A tese do autor, portanto, é a de que as regras figuram como ponto de partida. Diante de uma ausência de certeza semântica, deve-se indagar qual a justificação subjacente da regra, o que decorre da correlação entre a formulação semântica da regra e a divergência extensional. Se ainda persistir dúvida, deve-se perquirir a justificação de segunda ordem5.
Assim, o sujeito considera o elemento decisor da regra, mas o adapta às situações particulares. Existem, dessa forma, núcleos de significados claros das regras, embora isso não se verifique em todos os casos e tampouco possa ser considerado nas hipóteses de termos linguísticos técnicos. Impõe-se observar, na sua concepção, a justificativa da regra e não apenas a sua aplicação literal, de modo que a regra pode até prever uma exceção, mas terá que ser considerada ainda que se opte pela exceção.
À questão de valores, ponto nodal tanto no que concerne à teoria da interpretação, como da teoria da norma jurídica, Schauer propõe o positivismo presumido (ou presuntivo, conforme a tradução do termo original), de acordo com o qual as regras jurídicas se aplicam, mas a sua força não é absoluta e, diante de razões políticas, econômicas e morais, podem ser superadas. Note-se que esta superação é trabalhada indistintamente à existência de derrotabilidade ou lacunas. Necessário tão somente que exista uma regra e, se for o caso, razões externas que justifiquem a sua superação, o que abre o flanco teórico para, de um lado, legitimar a existência de lacunas e sua superação tão somente como parte de um quebra-cabeças normativo contextualizado pelo intérprete; e, por outro, admitir que fatores externos possam consubstanciar relevantes razões a afastar regramentos postos – ou delimitá-los – no cerne do sistema.

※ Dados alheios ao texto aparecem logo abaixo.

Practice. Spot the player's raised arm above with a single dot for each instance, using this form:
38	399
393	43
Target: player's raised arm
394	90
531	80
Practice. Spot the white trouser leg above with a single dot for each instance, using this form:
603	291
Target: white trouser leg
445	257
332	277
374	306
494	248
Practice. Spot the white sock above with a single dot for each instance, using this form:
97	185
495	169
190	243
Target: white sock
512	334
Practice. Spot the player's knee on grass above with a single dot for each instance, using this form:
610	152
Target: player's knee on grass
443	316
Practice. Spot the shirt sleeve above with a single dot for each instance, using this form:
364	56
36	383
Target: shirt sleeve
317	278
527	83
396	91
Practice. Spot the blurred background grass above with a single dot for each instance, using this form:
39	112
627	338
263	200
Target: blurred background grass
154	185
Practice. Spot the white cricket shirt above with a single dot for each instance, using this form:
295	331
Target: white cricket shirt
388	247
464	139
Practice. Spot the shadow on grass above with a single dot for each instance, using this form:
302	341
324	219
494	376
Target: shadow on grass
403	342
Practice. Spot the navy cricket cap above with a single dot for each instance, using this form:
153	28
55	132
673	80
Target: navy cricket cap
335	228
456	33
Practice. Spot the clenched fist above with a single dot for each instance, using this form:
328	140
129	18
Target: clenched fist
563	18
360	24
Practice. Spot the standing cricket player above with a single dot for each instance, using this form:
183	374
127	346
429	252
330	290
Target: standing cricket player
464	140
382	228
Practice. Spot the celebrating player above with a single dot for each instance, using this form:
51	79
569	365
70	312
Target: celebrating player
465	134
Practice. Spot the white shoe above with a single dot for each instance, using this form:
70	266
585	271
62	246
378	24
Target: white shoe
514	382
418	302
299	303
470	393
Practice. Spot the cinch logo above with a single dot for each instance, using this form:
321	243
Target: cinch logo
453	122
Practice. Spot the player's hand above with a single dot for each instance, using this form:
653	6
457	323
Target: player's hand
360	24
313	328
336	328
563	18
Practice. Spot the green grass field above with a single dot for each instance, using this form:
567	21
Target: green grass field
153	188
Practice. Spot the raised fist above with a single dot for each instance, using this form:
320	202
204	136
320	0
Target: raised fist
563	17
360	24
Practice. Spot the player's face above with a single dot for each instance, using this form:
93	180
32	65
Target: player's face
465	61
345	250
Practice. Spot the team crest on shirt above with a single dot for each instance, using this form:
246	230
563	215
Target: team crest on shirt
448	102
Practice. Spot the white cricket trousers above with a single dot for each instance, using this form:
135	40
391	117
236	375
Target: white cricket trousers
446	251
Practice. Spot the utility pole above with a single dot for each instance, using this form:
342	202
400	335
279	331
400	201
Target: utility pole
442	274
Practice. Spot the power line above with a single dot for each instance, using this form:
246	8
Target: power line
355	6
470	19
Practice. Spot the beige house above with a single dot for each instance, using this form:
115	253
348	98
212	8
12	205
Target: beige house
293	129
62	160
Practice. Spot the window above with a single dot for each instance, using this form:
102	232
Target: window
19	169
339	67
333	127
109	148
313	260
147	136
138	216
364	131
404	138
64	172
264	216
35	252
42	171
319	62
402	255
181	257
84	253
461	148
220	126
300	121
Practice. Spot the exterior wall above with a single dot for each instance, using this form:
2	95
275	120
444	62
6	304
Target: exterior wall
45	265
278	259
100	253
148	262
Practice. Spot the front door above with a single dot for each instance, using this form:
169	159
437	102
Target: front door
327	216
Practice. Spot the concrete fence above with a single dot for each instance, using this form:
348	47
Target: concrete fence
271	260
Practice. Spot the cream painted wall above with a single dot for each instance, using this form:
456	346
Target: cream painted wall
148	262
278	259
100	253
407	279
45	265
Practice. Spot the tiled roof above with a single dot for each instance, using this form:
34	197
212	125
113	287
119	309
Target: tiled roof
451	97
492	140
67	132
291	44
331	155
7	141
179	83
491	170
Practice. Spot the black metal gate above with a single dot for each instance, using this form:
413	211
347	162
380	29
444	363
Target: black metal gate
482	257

Schauer observa que todos os procedimentos decisórios são passíveis de erros. O resultado da regra pode ser distinto do resultado oriundo da sua justificação subjacente, mas, uma vez alcançada a interpretação da regra em si, ter-se-á o que denomina "virtude silenciosa das regras": simplificação das vidas das pessoas, que, não precisando se preocupar com aspectos já definidos pelas regras, podem dedicar seu tempo a outras coisas.
Conquanto Schauer ofereça procedimento de tomada de decisões que congloba a razão prática à teoria das normas, não parece, ainda assim, que os conceitos de super e subinclusão racionalizem a questão que ainda se revela pendente, qual seja, a metodologia para colmatação de lacunas, axiológicas e normativas. Para lidar com lacunas, sugere, pode-se utilizar o enfoque interpretativo ou legislativo. No primeiro, o intérprete pode considerar todos os enfoques relevantes, já que o sistema não oferece soluções (o intérprete tem mais liberdade); no segundo, deve-se procurar a solução que melhor desenvolva o sistema em si.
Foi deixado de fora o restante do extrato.